Street Food District presides over Broens Street Food, Seaside Toldboden, Reffen, Werkstatt, and Storms Pakhus that all spring from the National Museum in Copenhagen. From 2000 until 2017, we ran the restaurant at the museum. In the meantime, we opened Toldboden at Nordre Toldbod in 2010, and in 2014, we introduced street food in Denmark with the very first street food marked - Copenhagen Street Food on PapirØen. Due to a temporary contract, this came to an end in 2017. Those years gave us the courage to open more street food markets, and we took the leap to Funen and opened Storms Pakhus in September 2017 while Reffen and Broens Street Food opened in 2017.

In Street Food District, we are always on the move. Either with a new project or developing an existing or new location. Adaptability, flexibility, and the ability to work together are therefore desirable traits in all our employees. Change and development is in our DNA. This stems from our owner and entrepreneur - Jesper Julian Møller. He is a visionary and his entrepreneurial spirit and enthusiasm is a large part of the company’s DNA.





In 2000, the journey began at the National Museum in Copenhagen, and in 2010, we opened the doors to Restaurant Toldboden, which has now transformed to Seaside Toldboden. Both restaurants have hosted everything from large company parties, conferences, and groups to restaurant, brunch, and sea bar.

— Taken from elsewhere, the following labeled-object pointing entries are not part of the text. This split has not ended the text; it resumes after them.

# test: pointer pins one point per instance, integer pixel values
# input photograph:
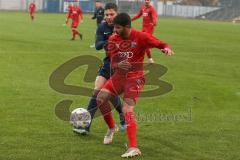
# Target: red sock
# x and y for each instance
(131, 129)
(109, 120)
(107, 114)
(148, 52)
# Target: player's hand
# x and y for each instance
(167, 51)
(125, 65)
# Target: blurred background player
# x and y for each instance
(104, 31)
(31, 9)
(98, 15)
(148, 12)
(69, 14)
(126, 50)
(77, 17)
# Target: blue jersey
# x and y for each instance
(104, 31)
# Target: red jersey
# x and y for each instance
(149, 15)
(76, 12)
(32, 7)
(70, 8)
(132, 49)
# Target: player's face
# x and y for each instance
(97, 4)
(147, 2)
(110, 14)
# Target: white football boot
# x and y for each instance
(109, 135)
(131, 152)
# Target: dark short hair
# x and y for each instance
(122, 19)
(111, 6)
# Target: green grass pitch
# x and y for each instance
(204, 72)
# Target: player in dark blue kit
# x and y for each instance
(104, 31)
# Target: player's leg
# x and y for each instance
(105, 108)
(132, 90)
(111, 88)
(31, 15)
(73, 32)
(128, 110)
(92, 106)
(106, 71)
(76, 31)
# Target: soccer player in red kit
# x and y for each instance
(69, 14)
(31, 9)
(126, 49)
(148, 12)
(77, 17)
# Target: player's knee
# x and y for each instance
(95, 92)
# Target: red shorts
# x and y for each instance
(31, 13)
(148, 29)
(129, 87)
(74, 24)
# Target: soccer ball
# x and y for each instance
(80, 118)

In 2014, we took over the old paper warehouses and the goal was to support individuals wanting to open their own restaurant. The concept of “Independent chefs” came into being. Copenhagen Street Food had 39 street food stalls and 13 different nationalities driven by independent entrepreneurs. But.. all good things must come to an end, when the market on PapirØen had to close in December 2017 due to a temporary contract. The concept has to be redefined and improved. In 2017, we took the leap to Funen to give street food and great experiences to the people of Odense. Storms Pakhus opened in August 2017 with 30 independent local entrepreneurs and approximately 80 employees. Simultaneously in 2017, we signed the lease of two spaces in Copenhagen with Slots- & Kulturstyrelsen at Den Grønlandske Handelsplads and with REDA on Refshaleøen. In May 2018, these two became street food venues today known as Broens Street Food and Reffen.

Broens Street Food represents established and well-known restaurants. The food stalls are run by dedicated and experienced chefs, where quality, good ingredients, and flavours are in focus. During the winter season, the space is transformed into an ice skating rink. Broens Ice Skating Rink is an attraction for locals and tourists in a time without many outdoor activities.Reffen is an entrepreneurial platform that today is the largest in Northern Europe with 50 food entrepreneurs and creative souls. The area is three times larger than the warehouses on Papirøen giving us more space to create a playground for innovative projects, pop-ups, creative workshops, gastronomy, culture, arts, and music. In September 2020, we closed Toldboden as the concept at that time. During the winter season, we built, brewed, and concocted a brand new restaurant concept in the maritime space by the harbour - Seaside Toldboden. As one of the very first, we mix the best from restaurants with techniques from street food.




Jesper Julian Møller is the man behind Street Food District. He started his journey in the kitchen as a 10-year-old working as a dishwasher at Græsted Kro. Since then, his career has taken off - working at several well-known restaurants such as Kong Hans, Olsen, Falsled Kro, and the National Museum in Copenhagen. During a longer stay in Verona, he also learned to master Italian cuisine.

Jesper’s vision for Street Food District is clear: he wants to give the harbour back to the people of the city and help skilled chefs become independent. That why he owns Seaside Toldboden, Broens Gadekøkken and Reffen which constitute their own geographical triangle in Copenhagen, and Storms Pakhus - all with the harbour in common. With these 4 venues, he has helped 71 chefs become independent.